Lead the design and implementation of robust pipelines for large-scale data ingestion and processing, both batch and streaming, ensuring low latency, high availability, and resilience.
Define and maintain data architecture standards, including partitioning, versioning, security, and governance, ensuring consistency across domains and consumer teams.
Ensure data reliability, quality, and traceability through observability, monitoring, automated testing, and Data Quality practices across the entire data lifecycle.
Act as the technical point of contact for product and business stakeholders, translating strategic needs into scalable solutions and clearly communicating trade-offs (time, cost, performance, and risk).
Evaluate and recommend technologies and frameworks for the data stack, ensuring continuous evolution with a focus on operational efficiency and maintainability.

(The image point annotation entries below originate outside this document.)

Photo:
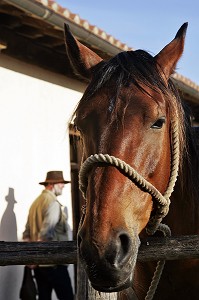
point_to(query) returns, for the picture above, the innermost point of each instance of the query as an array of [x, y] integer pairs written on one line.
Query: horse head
[[125, 112]]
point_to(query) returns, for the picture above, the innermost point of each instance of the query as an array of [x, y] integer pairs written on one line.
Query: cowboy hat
[[54, 177]]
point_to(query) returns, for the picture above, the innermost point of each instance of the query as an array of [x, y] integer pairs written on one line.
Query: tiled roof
[[64, 12]]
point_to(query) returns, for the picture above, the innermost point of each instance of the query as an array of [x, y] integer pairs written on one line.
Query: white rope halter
[[163, 201]]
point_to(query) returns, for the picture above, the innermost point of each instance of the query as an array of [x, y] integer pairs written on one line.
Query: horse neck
[[183, 216]]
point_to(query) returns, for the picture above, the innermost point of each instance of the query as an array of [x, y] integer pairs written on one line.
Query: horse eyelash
[[159, 123]]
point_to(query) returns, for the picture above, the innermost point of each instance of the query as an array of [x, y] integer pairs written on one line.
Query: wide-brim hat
[[54, 177]]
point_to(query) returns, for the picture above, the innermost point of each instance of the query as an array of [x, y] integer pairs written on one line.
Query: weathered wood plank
[[22, 253]]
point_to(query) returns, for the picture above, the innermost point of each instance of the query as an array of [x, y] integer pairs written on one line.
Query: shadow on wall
[[8, 225], [10, 276]]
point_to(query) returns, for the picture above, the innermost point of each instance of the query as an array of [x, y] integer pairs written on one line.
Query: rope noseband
[[163, 201]]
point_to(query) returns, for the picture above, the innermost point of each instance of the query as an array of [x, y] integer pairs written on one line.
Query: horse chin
[[117, 288], [110, 280]]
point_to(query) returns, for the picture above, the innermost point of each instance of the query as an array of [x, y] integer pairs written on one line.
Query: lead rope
[[163, 200]]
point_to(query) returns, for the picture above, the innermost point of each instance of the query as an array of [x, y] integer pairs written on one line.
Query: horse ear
[[82, 59], [168, 57]]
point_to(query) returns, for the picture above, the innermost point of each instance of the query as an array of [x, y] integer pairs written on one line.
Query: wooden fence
[[151, 249]]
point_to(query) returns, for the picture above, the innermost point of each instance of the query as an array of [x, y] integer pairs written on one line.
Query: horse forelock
[[136, 68]]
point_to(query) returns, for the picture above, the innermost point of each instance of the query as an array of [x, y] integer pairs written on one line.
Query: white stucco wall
[[34, 115]]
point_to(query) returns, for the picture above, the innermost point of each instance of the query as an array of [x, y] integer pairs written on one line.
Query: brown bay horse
[[137, 137]]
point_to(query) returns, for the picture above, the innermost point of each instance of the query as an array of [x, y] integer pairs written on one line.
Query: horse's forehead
[[133, 98]]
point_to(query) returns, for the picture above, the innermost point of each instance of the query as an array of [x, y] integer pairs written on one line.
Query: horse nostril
[[124, 244]]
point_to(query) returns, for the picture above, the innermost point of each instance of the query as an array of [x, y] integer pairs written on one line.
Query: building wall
[[36, 106]]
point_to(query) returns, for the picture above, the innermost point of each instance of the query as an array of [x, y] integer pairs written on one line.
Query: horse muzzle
[[109, 266]]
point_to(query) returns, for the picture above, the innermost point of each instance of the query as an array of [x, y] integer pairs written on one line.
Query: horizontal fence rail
[[152, 248]]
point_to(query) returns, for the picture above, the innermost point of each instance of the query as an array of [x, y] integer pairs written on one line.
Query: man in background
[[48, 222]]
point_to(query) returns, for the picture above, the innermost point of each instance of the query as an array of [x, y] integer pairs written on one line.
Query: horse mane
[[140, 69]]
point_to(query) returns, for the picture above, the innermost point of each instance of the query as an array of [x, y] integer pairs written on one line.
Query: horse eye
[[159, 123]]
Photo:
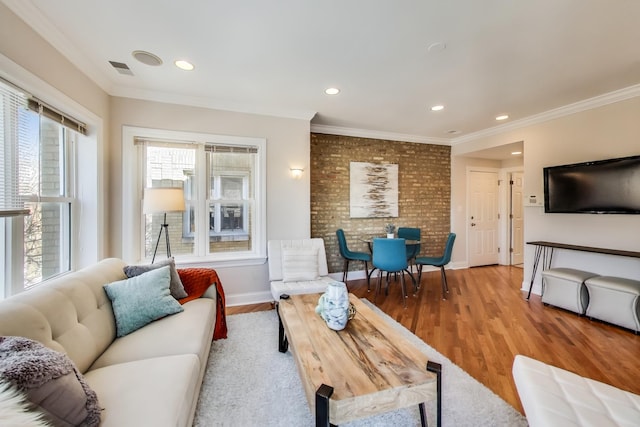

Conduct performance and cost diagnostics and optimizations for queries, jobs, storage, and orchestration.
Support the technical development of the team through code reviews, mentoring, and knowledge sharing, raising standards and accelerating engineering best practices.
Collaborate with other disciplines (Analytics Engineers, Data Analysts, Software Engineers, etc.) to integrate end-to-end solutions and unblock dependencies between teams.
Requirements
Bachelor's degree in a quantitative field (Computer Science, Engineering, Mathematics, etc.).
Strong experience in Data Engineering, with autonomy to lead projects and make high-impact technical decisions.
Advanced knowledge of Microsoft Azure services and features.
Experience with parallel processing and messaging technologies (Hadoop, Spark, Kafka, etc.).
Proficiency in data ingestion, integration, and orchestration tools (Azure Data Factory, Airflow, etc.).
Experience with large-scale file storage environments (HDFS, blob storage, Data Lake, etc.).
Strong mastery of relational databases (queries, programming, modeling, and performance).
Development experience in programming languages (Python, Spark (PySpark), and/or Scala).
Experience building and maintaining REST APIs and cloud functions (Azure).
Ability to communicate technical decisions clearly and influence stakeholder alignment.
The following are a plus:
Azure certification (Microsoft Certified: Azure Data Engineer Associate).
Databricks certification (Data Engineer Associate or Professional).
Knowledge of Data Mesh architecture focused on data domains and federation between platform and product teams.
Experience with NoSQL databases (Cassandra, MongoDB, etc.).
Knowledge of user event capture and tracking solutions (Mixpanel, Segment, etc.).
Experience with data contracts, quality standards, and CI/CD automation for data pipelines.
Experience with lakehouse architectures and open storage formats (Delta Lake, Apache Iceberg, etc.).
Tech Stack
Airflow
Apache
Azure
Cassandra
Cloud
Hadoop
HDFS
Kafka
MongoDB
NoSQL
Python
Scala
Spark
Benefits
🕘 Flexible Hours: Greater autonomy to organize your schedule with balance and responsibility.
🏠 Flexible Work Arrangements: Remote, hybrid, or on-site, depending on role requirements.
👕 No Dress Code: Freedom to be yourself, without formalities.
🎉 Birthday Day Off: One day off in your birthday month to celebrate as you wish.
🔋 Blip Recharge: 5 paid days off per year for roles without time tracking, designed to help balance work.
🍽️ Meal Allowance or Food Voucher: R$ 1,144.00 per month, no deductions and credited during vacations and leaves.
🚍 Transportation Voucher: Available as needed for commuting.
🏋️ Wellhub (Gympass): Access to gyms, wellness apps, and fitness activities, also available for dependents.
🎭 SESC Partnership: Access to culture, leisure, sports, hotels, holiday camps, and more.
🩺 Health Insurance (SulAmérica): National coverage, private room for you and your dependents, with only co-payments applied.
🦷 Dental Plan: National coverage for you and your dependents, with three plan options and full company coverage of the chosen plan's cost.
🏳️🌈 Your Name Matters: Reimbursement of up to R$250.00 for expenses related to first name and/or gender marker changes, supporting inclusion and respect for identity.